Presented By O'Reilly and Cloudera
Make Data Work
December 1–3, 2015 • Singapore

Machine learning In Python with scikit-learn

Andreas Mueller (NYU, scikit-learn)
9:00am–12:30pm Tuesday, 12/01/2015
Data Science and Advanced Analytics
Location: 331 Level: Intermediate
Average rating: ***..
(3.83, 6 ratings)

Prerequisite Knowledge

Basic Python knowledge. Numpy knowledge and slight machine learning knowledge an advantage.

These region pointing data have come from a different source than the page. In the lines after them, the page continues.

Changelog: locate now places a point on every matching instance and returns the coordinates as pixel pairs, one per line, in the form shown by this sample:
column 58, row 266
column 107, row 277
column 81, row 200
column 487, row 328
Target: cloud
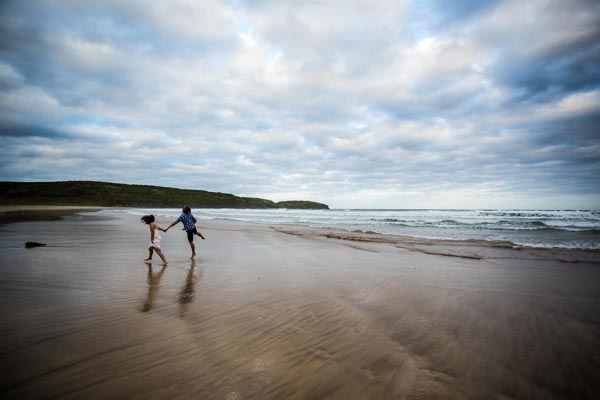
column 401, row 104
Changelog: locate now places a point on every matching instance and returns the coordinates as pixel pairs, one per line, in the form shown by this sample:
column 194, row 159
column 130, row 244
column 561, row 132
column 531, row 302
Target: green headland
column 106, row 194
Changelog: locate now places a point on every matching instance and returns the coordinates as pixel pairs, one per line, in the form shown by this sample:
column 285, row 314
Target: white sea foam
column 533, row 228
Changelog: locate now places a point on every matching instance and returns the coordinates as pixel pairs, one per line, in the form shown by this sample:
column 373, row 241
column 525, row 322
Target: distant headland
column 106, row 194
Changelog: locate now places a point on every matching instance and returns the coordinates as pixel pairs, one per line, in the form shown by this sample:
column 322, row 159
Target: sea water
column 577, row 229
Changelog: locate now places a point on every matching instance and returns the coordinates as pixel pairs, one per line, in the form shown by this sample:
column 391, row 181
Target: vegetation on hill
column 301, row 204
column 90, row 193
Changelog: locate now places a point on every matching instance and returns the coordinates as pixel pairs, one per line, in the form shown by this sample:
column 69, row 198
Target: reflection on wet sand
column 186, row 294
column 153, row 286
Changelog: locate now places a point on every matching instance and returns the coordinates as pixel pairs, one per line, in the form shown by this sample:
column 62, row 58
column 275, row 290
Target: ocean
column 572, row 229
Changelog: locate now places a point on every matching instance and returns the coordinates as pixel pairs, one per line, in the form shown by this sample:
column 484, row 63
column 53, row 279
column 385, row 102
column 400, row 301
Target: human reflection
column 186, row 294
column 153, row 285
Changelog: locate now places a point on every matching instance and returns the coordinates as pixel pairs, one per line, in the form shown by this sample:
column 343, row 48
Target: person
column 154, row 239
column 189, row 225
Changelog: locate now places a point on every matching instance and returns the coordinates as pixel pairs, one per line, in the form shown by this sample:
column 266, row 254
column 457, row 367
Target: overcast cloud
column 373, row 104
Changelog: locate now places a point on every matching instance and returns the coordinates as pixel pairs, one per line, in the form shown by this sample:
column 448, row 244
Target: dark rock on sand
column 30, row 245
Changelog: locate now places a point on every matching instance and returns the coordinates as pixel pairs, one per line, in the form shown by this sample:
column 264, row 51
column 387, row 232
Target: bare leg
column 193, row 249
column 162, row 256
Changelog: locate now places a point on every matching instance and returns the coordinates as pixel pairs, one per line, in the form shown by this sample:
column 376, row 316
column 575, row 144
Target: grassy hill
column 90, row 193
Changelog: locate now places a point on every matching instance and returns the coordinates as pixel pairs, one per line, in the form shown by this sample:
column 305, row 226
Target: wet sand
column 290, row 313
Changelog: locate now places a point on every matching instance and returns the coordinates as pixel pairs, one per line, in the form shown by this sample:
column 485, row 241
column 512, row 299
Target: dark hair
column 148, row 219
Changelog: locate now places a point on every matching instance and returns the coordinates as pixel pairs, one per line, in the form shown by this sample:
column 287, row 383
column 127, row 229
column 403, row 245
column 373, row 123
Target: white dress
column 156, row 243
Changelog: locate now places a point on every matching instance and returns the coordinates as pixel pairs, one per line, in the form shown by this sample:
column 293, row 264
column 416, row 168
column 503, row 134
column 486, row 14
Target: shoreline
column 262, row 313
column 460, row 248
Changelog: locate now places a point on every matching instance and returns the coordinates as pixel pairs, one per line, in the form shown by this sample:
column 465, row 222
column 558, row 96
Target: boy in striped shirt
column 189, row 225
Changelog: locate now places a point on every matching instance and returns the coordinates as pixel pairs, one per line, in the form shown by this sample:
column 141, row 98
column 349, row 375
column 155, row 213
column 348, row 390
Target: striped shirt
column 189, row 222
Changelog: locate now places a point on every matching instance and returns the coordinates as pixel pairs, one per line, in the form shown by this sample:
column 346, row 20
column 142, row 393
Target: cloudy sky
column 394, row 104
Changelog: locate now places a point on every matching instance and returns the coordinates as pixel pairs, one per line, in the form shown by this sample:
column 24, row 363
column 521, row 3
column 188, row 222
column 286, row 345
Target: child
column 189, row 225
column 154, row 239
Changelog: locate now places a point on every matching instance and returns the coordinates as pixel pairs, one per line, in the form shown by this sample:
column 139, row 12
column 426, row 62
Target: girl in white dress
column 154, row 239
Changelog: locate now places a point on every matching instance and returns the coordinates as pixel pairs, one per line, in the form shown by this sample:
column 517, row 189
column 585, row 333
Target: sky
column 370, row 104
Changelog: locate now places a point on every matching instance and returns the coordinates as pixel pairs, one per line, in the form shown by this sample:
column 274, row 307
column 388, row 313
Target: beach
column 290, row 312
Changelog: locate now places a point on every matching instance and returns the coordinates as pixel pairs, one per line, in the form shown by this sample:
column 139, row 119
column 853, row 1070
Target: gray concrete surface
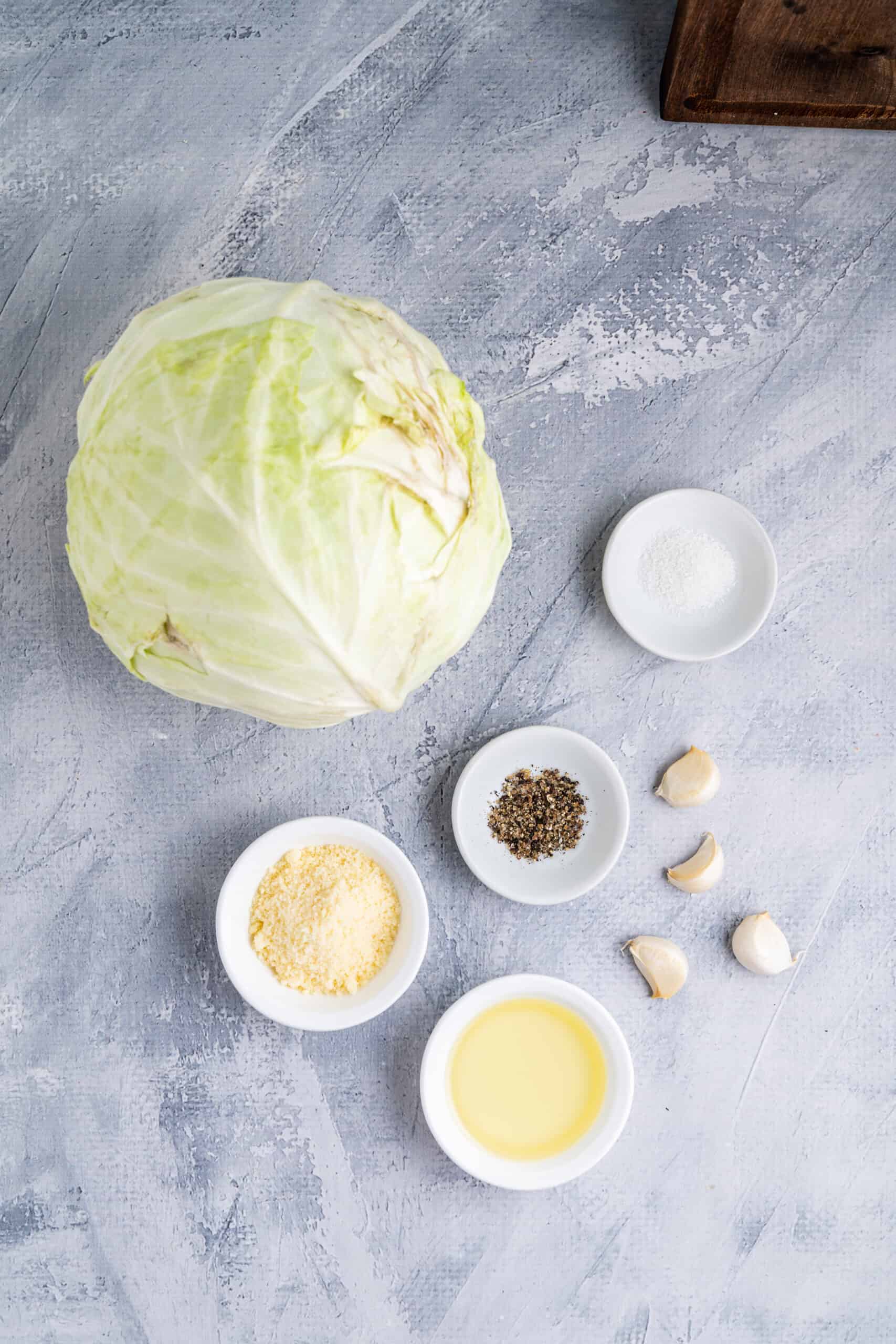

Scikit-learn has emerged as one of the most popular open source machine learning toolkits, now widely used in academia and industry. Scikit-learn provides easy-to-use interfaces to perform advanced analysis and build powerful predictive models. The tutorial will cover basic concepts of machine learning, such as supervised and unsupervised learning, cross validation, and model selection. We will see how to prepare data for machine learning, and go from applying a single algorithm to building a machine learning pipeline. We will also cover how to build machine learning models on text data, and how to handle very large data sets.

Photo of Andreas Mueller

Andreas Mueller

NYU, scikit-learn

Andreas Mueller received his PhD in machine learning from the University of Bonn. After working as a machine learning researcher on computer vision applications at Amazon for a year, he recently joined the Center for Data Science at New York University. In the last four years, he has been maintainer and one of the core contributors of scikit-learn, a machine learning toolkit widely used in industry and academia, and author and contributor to several other widely-used machine learning packages. His mission is to create open tools to lower the barrier of entry for machine learning applications, promote reproducible science, and democratize access to high-quality machine learning algorithms.